Extension Types

Introduction

As well as creating normal user-defined classes with the Python class statement, Cython also lets you create new built-in Python types, known as extension types. You define an extension type using the cdef class statement. Here’s an example:

cdef class Shrubbery:

    cdef int width, height

    def __init__(self, w, h):
        self.width = w
        self.height = h

    def describe(self):
        print "This shrubbery is", self.width, \
            "by", self.height, "cubits."

As you can see, a Cython extension type definition looks a lot like a Python class definition. Within it, you use the def statement to define methods that can be called from Python code. You can even define many of the special methods such as __init__() as you would in Python.

The main difference is that you can use the cdef statement to define attributes. The attributes may be Python objects (either generic or of a particular extension type), or they may be of any C data type. So you can use extension types to wrap arbitrary C data structures and provide a Python-like interface to them.

Attributes

Attributes of an extension type are stored directly in the object’s C struct. The set of attributes is fixed at compile time; you can’t add attributes to an extension type instance at run time simply by assigning to them, as you could with a Python class instance. (You can subclass the extension type in Python and add attributes to instances of the subclass, however.)

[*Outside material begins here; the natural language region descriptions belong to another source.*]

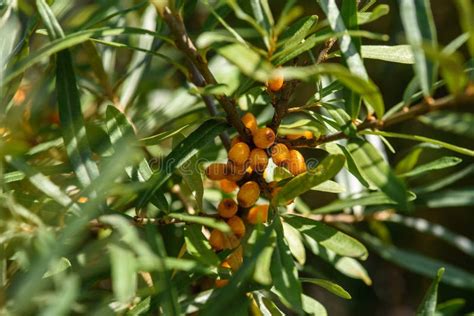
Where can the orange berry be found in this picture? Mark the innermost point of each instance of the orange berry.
(250, 122)
(237, 226)
(248, 194)
(275, 83)
(227, 186)
(258, 159)
(235, 172)
(235, 140)
(216, 171)
(258, 214)
(280, 154)
(221, 283)
(227, 208)
(296, 165)
(264, 137)
(239, 153)
(216, 239)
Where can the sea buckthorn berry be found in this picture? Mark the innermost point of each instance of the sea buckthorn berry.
(264, 137)
(216, 171)
(305, 134)
(227, 208)
(258, 159)
(239, 153)
(250, 122)
(248, 194)
(216, 239)
(237, 226)
(228, 186)
(296, 164)
(221, 283)
(258, 214)
(280, 154)
(275, 83)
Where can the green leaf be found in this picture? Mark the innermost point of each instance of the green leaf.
(284, 272)
(422, 225)
(346, 265)
(368, 199)
(330, 286)
(419, 28)
(428, 305)
(182, 152)
(396, 54)
(124, 275)
(295, 243)
(206, 221)
(438, 164)
(332, 239)
(248, 61)
(448, 198)
(198, 247)
(313, 307)
(327, 169)
(376, 13)
(454, 122)
(419, 263)
(455, 148)
(364, 87)
(377, 171)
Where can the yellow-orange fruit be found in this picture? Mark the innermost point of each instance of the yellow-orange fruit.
(235, 140)
(258, 214)
(305, 134)
(228, 186)
(280, 154)
(248, 194)
(275, 83)
(258, 159)
(264, 137)
(221, 283)
(237, 226)
(227, 208)
(216, 239)
(250, 122)
(216, 171)
(235, 172)
(296, 164)
(239, 153)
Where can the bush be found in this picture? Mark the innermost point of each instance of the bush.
(209, 157)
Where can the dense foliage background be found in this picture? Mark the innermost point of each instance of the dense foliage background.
(106, 128)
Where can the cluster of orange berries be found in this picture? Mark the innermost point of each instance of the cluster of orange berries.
(245, 160)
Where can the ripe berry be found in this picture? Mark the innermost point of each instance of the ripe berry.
(239, 153)
(280, 154)
(275, 83)
(227, 208)
(216, 239)
(264, 137)
(221, 283)
(258, 159)
(237, 226)
(248, 194)
(258, 214)
(227, 186)
(296, 164)
(250, 122)
(216, 171)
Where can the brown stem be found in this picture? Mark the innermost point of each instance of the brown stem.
(415, 111)
(185, 45)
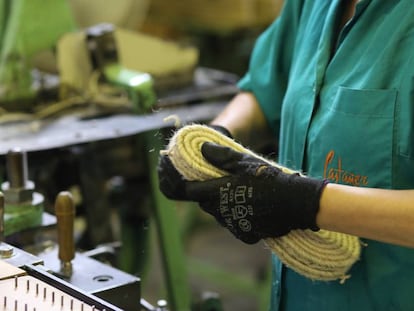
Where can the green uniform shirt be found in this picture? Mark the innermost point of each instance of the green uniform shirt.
(342, 110)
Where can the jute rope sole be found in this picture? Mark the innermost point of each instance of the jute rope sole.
(322, 255)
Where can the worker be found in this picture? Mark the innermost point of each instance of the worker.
(332, 83)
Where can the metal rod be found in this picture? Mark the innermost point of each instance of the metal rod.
(17, 168)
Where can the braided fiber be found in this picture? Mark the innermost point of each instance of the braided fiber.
(321, 255)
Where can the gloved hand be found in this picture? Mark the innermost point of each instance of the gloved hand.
(256, 200)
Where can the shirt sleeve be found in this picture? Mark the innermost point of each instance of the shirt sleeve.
(268, 71)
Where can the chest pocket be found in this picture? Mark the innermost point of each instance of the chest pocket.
(352, 137)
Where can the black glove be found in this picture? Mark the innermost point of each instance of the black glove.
(256, 200)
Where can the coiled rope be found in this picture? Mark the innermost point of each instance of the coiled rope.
(321, 255)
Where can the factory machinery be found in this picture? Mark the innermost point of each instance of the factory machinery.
(60, 278)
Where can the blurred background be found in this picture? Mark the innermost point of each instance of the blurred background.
(85, 88)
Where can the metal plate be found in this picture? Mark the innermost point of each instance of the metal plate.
(73, 130)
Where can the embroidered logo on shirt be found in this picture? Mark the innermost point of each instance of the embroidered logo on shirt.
(333, 171)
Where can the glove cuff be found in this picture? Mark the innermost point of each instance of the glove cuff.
(311, 191)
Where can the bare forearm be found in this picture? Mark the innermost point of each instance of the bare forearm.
(244, 119)
(378, 214)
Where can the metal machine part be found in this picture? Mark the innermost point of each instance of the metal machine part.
(18, 189)
(65, 213)
(23, 207)
(1, 217)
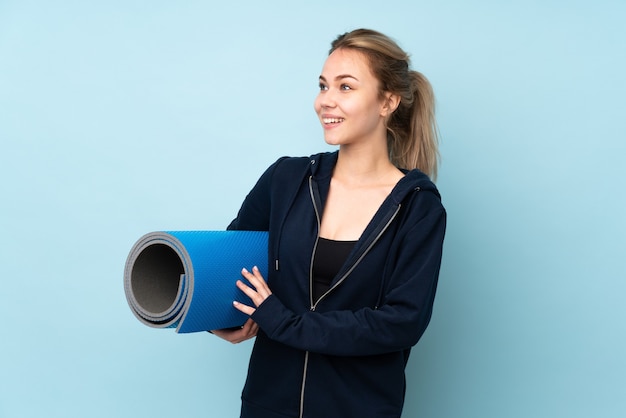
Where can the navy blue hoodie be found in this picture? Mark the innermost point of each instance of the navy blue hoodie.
(345, 354)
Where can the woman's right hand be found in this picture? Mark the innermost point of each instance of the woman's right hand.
(237, 335)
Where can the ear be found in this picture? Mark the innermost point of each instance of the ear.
(390, 103)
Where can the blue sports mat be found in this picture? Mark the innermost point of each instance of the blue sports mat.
(186, 279)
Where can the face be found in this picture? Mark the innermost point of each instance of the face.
(349, 105)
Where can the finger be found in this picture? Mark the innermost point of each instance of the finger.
(247, 331)
(256, 279)
(248, 310)
(250, 292)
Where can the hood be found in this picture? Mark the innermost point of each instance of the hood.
(322, 165)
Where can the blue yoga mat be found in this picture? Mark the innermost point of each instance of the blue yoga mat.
(186, 279)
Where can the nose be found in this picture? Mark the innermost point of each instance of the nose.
(326, 99)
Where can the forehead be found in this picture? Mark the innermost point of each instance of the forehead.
(347, 62)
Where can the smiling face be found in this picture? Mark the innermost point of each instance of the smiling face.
(349, 104)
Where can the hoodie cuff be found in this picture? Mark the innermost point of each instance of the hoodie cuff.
(270, 314)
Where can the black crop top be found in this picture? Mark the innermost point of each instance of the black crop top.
(329, 257)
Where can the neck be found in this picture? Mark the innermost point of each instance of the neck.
(363, 165)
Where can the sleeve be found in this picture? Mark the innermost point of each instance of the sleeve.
(254, 214)
(396, 325)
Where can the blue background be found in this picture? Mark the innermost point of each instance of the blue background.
(119, 118)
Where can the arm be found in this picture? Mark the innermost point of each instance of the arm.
(252, 216)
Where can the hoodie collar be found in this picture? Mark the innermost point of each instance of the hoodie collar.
(322, 165)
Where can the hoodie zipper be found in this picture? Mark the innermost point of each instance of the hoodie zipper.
(343, 277)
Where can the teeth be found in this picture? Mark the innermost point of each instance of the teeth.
(332, 120)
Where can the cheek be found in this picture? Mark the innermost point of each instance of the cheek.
(317, 104)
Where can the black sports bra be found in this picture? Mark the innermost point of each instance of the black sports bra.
(329, 257)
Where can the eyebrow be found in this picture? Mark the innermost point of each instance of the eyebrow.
(340, 77)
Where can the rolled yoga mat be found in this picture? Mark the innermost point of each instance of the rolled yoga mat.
(186, 279)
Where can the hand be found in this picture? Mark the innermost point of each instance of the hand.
(258, 294)
(237, 335)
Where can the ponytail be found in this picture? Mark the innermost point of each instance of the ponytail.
(412, 130)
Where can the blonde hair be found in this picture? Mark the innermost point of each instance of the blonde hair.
(412, 136)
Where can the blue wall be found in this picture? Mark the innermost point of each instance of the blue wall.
(122, 117)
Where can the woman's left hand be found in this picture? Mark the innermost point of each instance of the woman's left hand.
(257, 294)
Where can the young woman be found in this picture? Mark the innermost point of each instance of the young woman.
(355, 244)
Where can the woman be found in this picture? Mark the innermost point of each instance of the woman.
(355, 243)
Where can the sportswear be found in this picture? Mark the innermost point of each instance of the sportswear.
(343, 355)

There are two ways that attributes of an extension type can be accessed: by Python attribute lookup, or by direct access to the C struct from Cython code. Python code is only able to access attributes of an extension type by the first method, but Cython code can use either method.

By default, extension type attributes are only accessible by direct access, not Python access, which means that they are not accessible from Python code. To make them accessible from Python code, you need to declare them as public or readonly. For example:

cdef class Shrubbery:
    cdef public int width, height
    cdef readonly float depth

makes the width and height attributes readable and writable from Python code, and the depth attribute readable but not writable.

Note

You can only expose simple C types, such as ints, floats, and strings, for Python access. You can also expose Python-valued attributes.

Note

Also the public and readonly options apply only to Python access, not direct access. All the attributes of an extension type are always readable and writable by C-level access.

Type declarations

Before you can directly access the attributes of an extension type, the Cython compiler must know that you have an instance of that type, and not just a generic Python object. It knows this already in the case of the self parameter of the methods of that type, but in other cases you will have to use a type declaration.

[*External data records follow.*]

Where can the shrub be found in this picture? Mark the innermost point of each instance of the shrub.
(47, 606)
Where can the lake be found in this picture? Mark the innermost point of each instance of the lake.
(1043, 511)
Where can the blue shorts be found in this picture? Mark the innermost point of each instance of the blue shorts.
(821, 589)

For example, in the following function:

cdef widen_shrubbery(sh, extra_width): # BAD
    sh.width = sh.width + extra_width

because the sh parameter hasn’t been given a type, the width attribute will be accessed by a Python attribute lookup. If the attribute has been declared public or readonly then this will work, but it will be very inefficient. If the attribute is private, it will not work at all – the code will compile, but an attribute error will be raised at run time.

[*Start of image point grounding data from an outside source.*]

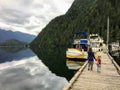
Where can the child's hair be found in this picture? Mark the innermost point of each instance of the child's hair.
(98, 57)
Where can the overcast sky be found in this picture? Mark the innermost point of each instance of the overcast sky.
(30, 16)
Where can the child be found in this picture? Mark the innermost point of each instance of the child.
(99, 64)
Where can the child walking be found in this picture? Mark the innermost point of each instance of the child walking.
(99, 64)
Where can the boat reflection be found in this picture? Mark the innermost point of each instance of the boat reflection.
(74, 65)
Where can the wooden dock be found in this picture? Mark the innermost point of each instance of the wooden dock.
(108, 79)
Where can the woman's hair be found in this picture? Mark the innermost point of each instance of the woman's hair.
(90, 50)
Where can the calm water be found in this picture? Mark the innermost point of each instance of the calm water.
(23, 69)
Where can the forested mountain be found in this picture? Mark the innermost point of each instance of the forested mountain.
(83, 15)
(9, 34)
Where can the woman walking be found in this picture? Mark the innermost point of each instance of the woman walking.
(91, 58)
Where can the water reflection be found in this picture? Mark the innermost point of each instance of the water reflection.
(25, 71)
(55, 60)
(14, 54)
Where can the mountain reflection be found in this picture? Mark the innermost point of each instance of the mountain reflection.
(14, 53)
(55, 60)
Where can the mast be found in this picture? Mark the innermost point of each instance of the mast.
(107, 32)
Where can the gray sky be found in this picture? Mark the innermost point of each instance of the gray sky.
(30, 16)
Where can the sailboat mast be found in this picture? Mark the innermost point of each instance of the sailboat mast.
(107, 31)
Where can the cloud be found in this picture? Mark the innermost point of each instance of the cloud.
(30, 16)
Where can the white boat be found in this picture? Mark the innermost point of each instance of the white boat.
(79, 49)
(96, 42)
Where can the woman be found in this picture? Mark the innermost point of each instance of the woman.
(91, 58)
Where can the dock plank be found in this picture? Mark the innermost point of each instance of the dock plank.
(108, 79)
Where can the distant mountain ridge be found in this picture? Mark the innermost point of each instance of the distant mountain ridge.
(7, 35)
(83, 15)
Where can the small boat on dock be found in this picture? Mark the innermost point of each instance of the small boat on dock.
(79, 48)
(96, 42)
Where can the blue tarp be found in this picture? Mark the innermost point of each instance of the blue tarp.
(83, 41)
(79, 33)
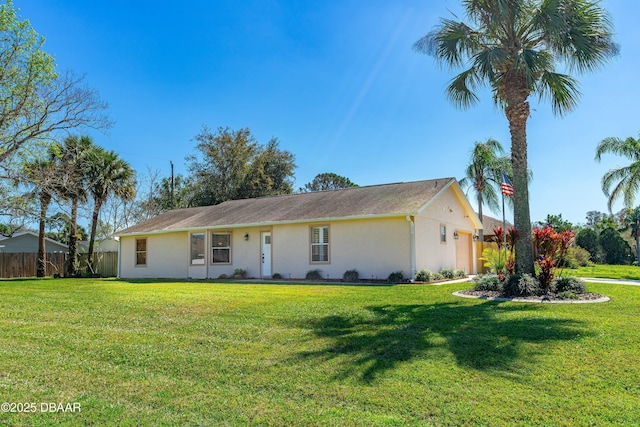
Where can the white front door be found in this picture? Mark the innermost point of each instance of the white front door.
(266, 254)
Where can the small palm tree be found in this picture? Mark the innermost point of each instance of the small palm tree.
(43, 175)
(624, 180)
(484, 174)
(106, 174)
(74, 152)
(515, 47)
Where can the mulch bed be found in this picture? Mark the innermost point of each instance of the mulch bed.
(587, 297)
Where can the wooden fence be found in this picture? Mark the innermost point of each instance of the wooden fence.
(25, 264)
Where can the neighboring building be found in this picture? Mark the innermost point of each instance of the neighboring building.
(489, 224)
(27, 242)
(376, 230)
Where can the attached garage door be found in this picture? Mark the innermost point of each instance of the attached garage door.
(464, 252)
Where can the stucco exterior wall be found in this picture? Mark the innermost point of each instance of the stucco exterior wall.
(245, 254)
(167, 256)
(374, 247)
(446, 210)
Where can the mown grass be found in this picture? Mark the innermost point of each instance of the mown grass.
(625, 272)
(137, 354)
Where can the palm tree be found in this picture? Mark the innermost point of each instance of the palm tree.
(106, 174)
(42, 174)
(514, 48)
(484, 174)
(631, 222)
(626, 178)
(74, 154)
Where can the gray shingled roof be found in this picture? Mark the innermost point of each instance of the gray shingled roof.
(358, 202)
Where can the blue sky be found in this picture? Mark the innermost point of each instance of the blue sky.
(337, 82)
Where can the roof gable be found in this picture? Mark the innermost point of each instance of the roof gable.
(351, 203)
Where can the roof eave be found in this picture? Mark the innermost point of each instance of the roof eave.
(267, 224)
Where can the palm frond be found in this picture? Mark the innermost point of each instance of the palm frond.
(451, 43)
(629, 148)
(627, 184)
(560, 89)
(460, 90)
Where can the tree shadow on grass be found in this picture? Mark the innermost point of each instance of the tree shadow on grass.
(486, 336)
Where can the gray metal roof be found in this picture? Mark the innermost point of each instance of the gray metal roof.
(357, 202)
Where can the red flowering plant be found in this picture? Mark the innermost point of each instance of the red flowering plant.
(551, 247)
(506, 253)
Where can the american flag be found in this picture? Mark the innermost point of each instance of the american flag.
(507, 187)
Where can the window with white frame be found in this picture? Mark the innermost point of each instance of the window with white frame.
(197, 249)
(320, 244)
(141, 252)
(221, 248)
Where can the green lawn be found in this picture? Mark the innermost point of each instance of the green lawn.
(606, 271)
(137, 354)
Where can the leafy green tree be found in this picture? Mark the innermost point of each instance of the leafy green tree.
(231, 164)
(42, 175)
(327, 181)
(587, 239)
(160, 199)
(107, 174)
(36, 101)
(484, 174)
(595, 218)
(559, 225)
(615, 249)
(631, 222)
(74, 172)
(625, 180)
(514, 47)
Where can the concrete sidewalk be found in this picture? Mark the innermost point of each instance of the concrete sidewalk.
(612, 281)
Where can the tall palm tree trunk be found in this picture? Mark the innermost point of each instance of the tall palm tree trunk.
(41, 268)
(73, 240)
(94, 226)
(481, 231)
(517, 113)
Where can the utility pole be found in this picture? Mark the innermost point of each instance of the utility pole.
(172, 183)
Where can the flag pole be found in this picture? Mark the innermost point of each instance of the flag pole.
(504, 225)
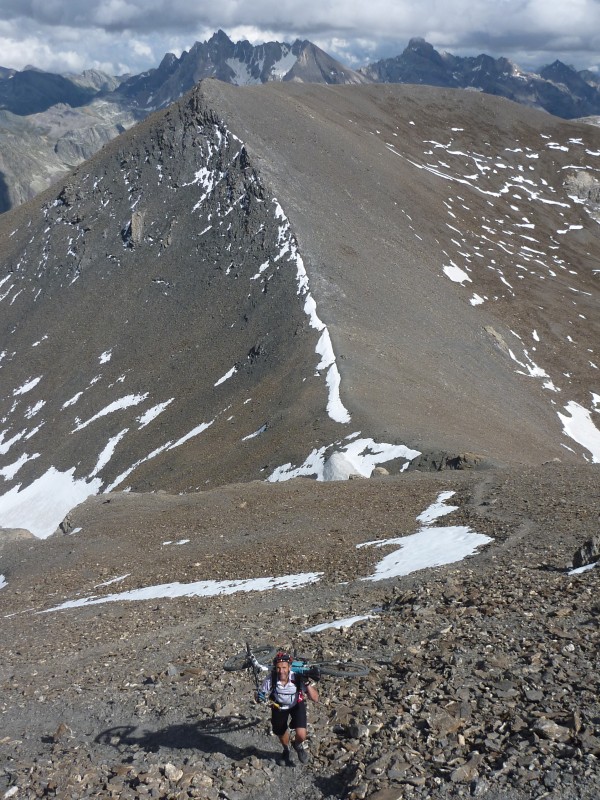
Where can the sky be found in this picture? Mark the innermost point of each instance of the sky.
(130, 36)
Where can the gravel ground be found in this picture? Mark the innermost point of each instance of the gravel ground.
(483, 674)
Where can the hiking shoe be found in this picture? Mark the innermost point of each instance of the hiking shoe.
(302, 750)
(284, 760)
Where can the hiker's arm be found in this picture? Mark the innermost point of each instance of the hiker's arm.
(311, 692)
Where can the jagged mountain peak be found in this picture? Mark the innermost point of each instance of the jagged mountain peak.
(207, 224)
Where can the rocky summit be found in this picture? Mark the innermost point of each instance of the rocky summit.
(313, 367)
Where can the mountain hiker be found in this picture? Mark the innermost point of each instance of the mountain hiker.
(287, 693)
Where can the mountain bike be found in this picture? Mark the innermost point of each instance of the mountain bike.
(260, 660)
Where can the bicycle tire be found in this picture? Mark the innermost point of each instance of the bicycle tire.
(264, 652)
(341, 669)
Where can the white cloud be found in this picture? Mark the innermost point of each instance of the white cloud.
(67, 35)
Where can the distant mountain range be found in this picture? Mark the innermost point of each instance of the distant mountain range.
(285, 280)
(68, 117)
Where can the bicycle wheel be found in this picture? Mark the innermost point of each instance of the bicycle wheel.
(341, 669)
(262, 653)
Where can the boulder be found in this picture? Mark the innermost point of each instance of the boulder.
(588, 553)
(338, 467)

The solution is to declare sh as being of type Shrubbery, as follows:

cdef widen_shrubbery(Shrubbery sh, extra_width):
    sh.width = sh.width + extra_width

Now the Cython compiler knows that sh has a C attribute called width and will generate code to access it directly and efficiently. The same consideration applies to local variables, for example,:

cdef Shrubbery another_shrubbery(Shrubbery sh1):
    cdef Shrubbery sh2
    sh2 = Shrubbery()
    sh2.width = sh1.width
    sh2.height = sh1.height
    return sh2

Type Testing and Casting

Suppose I have a method quest() which returns an object of type Shrubbery. To access it’s width I could write:

cdef Shrubbery sh = quest()
print sh.width

which requires the use of a local variable and performs a type test on assignment. If you know the return value of quest() will be of type Shrubbery you can use a cast to write:

print (<Shrubbery>quest()).width

This may be dangerous if quest() is not actually a Shrubbery, as it will try to access width as a C struct member which may not exist. At the C level, rather than raising an AttributeError, either an nonsensical result will be returned (interpreting whatever data is at at that address as an int) or a segfault may result from trying to access invalid memory. Instead, one can write:

print (<Shrubbery?>quest()).width

which performs a type check (possibly raising a TypeError) before making the cast and allowing the code to proceed.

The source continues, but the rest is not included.